Sunday, February 16, 2014

Northern Exposures

The photos below are sampling of those contained in Richard Harrington's book, Northern Exposures.  Canada's Backwoods and Barrens Pictured in Monochrome and Color.  (Henry Schuman, Inc., New York and Thomas Nelson & Sons (Canada) Ltd., Toronto, 1953).  These form a record of journeys he took into the Canadian northlands in the late 1940's and early 1950's, and were originally published in Beaver, the Hudson's Bay Company's in-house magazine.

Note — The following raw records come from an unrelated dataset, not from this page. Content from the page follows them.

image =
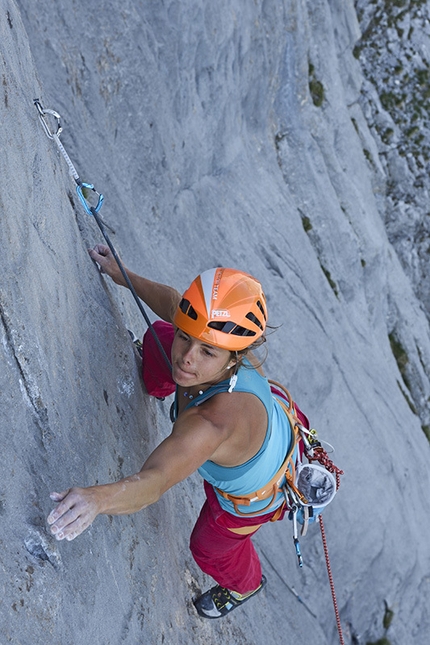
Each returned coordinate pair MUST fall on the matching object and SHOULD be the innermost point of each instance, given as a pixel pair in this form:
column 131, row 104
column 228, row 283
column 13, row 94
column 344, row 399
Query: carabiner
column 295, row 537
column 42, row 113
column 89, row 209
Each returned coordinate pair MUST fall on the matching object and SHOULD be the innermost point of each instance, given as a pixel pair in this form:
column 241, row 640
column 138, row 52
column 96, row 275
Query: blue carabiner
column 89, row 209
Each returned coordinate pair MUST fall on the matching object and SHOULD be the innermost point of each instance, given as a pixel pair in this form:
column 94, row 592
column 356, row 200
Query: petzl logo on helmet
column 217, row 280
column 220, row 313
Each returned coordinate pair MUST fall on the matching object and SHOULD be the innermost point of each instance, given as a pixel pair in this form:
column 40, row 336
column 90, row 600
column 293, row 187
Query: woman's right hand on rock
column 105, row 259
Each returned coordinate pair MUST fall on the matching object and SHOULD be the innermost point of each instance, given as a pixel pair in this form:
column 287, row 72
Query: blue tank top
column 259, row 470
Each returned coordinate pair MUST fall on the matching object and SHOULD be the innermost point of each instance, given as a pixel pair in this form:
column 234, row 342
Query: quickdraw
column 83, row 189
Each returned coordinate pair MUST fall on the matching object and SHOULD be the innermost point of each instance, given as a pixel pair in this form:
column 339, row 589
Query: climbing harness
column 83, row 189
column 306, row 487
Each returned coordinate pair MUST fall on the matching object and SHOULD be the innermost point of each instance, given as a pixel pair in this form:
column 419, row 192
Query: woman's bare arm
column 162, row 299
column 194, row 440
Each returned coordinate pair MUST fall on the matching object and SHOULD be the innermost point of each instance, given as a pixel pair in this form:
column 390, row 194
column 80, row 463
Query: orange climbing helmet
column 223, row 307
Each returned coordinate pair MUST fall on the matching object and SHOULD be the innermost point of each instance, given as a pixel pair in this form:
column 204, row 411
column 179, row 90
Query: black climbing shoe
column 136, row 342
column 219, row 601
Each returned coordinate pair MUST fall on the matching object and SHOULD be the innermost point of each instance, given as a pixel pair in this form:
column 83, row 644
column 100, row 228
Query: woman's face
column 195, row 362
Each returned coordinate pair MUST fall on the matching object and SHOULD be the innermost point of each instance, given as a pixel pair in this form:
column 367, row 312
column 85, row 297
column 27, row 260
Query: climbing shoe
column 219, row 601
column 136, row 342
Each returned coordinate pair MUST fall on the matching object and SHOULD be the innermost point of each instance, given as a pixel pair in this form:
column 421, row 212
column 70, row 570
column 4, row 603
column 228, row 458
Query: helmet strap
column 233, row 377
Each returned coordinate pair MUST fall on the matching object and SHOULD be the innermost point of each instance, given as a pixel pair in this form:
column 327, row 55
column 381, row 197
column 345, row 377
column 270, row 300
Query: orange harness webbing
column 271, row 490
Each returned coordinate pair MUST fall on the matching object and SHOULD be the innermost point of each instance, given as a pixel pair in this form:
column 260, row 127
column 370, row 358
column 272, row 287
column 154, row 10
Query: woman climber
column 228, row 424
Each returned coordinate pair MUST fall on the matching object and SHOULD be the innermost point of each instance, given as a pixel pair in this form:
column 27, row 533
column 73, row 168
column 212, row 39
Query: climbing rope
column 320, row 455
column 330, row 577
column 81, row 188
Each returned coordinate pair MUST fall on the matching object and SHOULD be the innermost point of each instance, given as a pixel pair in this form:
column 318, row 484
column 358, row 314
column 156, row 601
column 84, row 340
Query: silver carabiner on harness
column 294, row 511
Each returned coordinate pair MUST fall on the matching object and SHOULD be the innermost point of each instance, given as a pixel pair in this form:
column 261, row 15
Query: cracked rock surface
column 233, row 133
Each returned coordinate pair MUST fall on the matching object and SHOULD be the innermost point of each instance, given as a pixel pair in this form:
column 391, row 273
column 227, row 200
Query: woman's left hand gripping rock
column 76, row 510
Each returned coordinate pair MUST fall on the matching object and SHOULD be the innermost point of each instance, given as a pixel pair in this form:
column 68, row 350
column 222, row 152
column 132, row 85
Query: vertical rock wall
column 225, row 133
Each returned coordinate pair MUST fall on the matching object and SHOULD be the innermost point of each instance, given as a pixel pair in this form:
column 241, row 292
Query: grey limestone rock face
column 231, row 133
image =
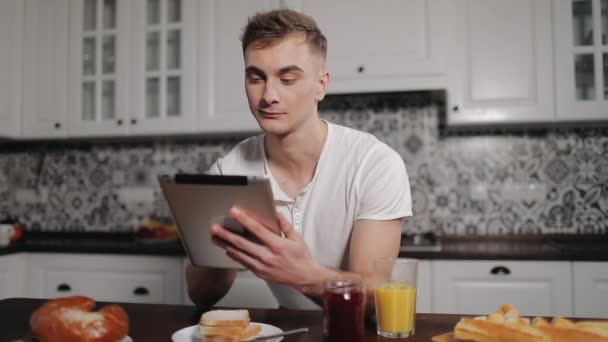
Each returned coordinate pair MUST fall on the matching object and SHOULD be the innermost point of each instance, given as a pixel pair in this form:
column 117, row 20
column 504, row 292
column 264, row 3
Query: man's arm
column 286, row 260
column 207, row 285
column 370, row 240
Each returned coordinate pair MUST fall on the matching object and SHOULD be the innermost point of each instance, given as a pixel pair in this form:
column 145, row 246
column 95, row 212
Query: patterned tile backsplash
column 485, row 182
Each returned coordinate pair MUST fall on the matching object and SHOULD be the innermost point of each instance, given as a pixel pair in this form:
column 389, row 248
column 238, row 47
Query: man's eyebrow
column 255, row 70
column 290, row 68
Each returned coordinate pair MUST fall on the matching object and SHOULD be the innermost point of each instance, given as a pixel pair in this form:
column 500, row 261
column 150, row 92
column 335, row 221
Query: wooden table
column 156, row 322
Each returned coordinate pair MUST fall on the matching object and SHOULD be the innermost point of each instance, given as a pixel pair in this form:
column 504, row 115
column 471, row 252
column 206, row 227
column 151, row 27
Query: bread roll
column 71, row 319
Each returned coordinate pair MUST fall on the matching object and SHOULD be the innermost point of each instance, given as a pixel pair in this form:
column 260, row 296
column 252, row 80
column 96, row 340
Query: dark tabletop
column 155, row 322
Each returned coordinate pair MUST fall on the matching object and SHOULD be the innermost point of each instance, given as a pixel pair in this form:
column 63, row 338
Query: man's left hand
column 281, row 259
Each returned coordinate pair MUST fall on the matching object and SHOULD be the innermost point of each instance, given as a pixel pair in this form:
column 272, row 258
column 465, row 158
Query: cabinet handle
column 64, row 288
column 500, row 270
column 141, row 291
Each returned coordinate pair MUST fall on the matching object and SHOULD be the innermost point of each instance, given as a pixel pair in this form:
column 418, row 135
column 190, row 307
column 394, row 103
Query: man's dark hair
column 264, row 28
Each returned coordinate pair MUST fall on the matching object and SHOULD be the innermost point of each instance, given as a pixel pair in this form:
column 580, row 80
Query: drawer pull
column 500, row 270
column 141, row 291
column 64, row 288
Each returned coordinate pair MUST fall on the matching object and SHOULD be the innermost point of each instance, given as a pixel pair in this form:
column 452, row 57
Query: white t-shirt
column 357, row 177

Richard Harrington was born in Hamburg, Germany in 1911 and emigrated to Canada in the mid-1920's.  He never publicly revealed what his German name had been.  He found work as an X-ray technician and medical photographer in a Toronto hospital, which sparked his career as a wilderness photographer.  Over the course of his life, he traveled to over 120 countries.  In 1947, he traveled to Inukjuak in the eastern Arctic, and enjoyed this so much that he made five more trips, the final one in 1959.  Through his lens he was able to record a vanishing way of life as the Inuit abandoned their nomadic ways to settle in permanent camps.  The Inuit called him "Adderiorli," the "man with a box."  He was instrumental in bringing the plight of Inuit starvation to world attention in the 1950's.  His work was published in magazines such as Life, Look, National Geographic and Paris Match, appeared in over 24 books, and has been exhibited at the Canadian Museum of Photography, the Smithsonian Institution and the Museum of Modern Art.  In 2001, he was made an officer of the Order of Canada.  He passed away in 2005.

In Northern Exposures, he carried only two Leicas and two Kodak Medallists and never used flash photography.  Of the Chipewyans he wrote:

"This life appeals to me very much.  It is rational and harmonious.  Only essentials count.  The chaos and confusion in which white men live looks utterly idiotic from here... 
"At the post the radio vomits forth disaster, disagreement--a female voice squeaks of how we all love each other and how terribly important something or other is ... and I experience fiendish joy in turning it off."

If you live in or near Oshawa, you can visit an exhibition of his work at the Robert McLaughlin Gallery, taking place between March 30 and June 16th of this year.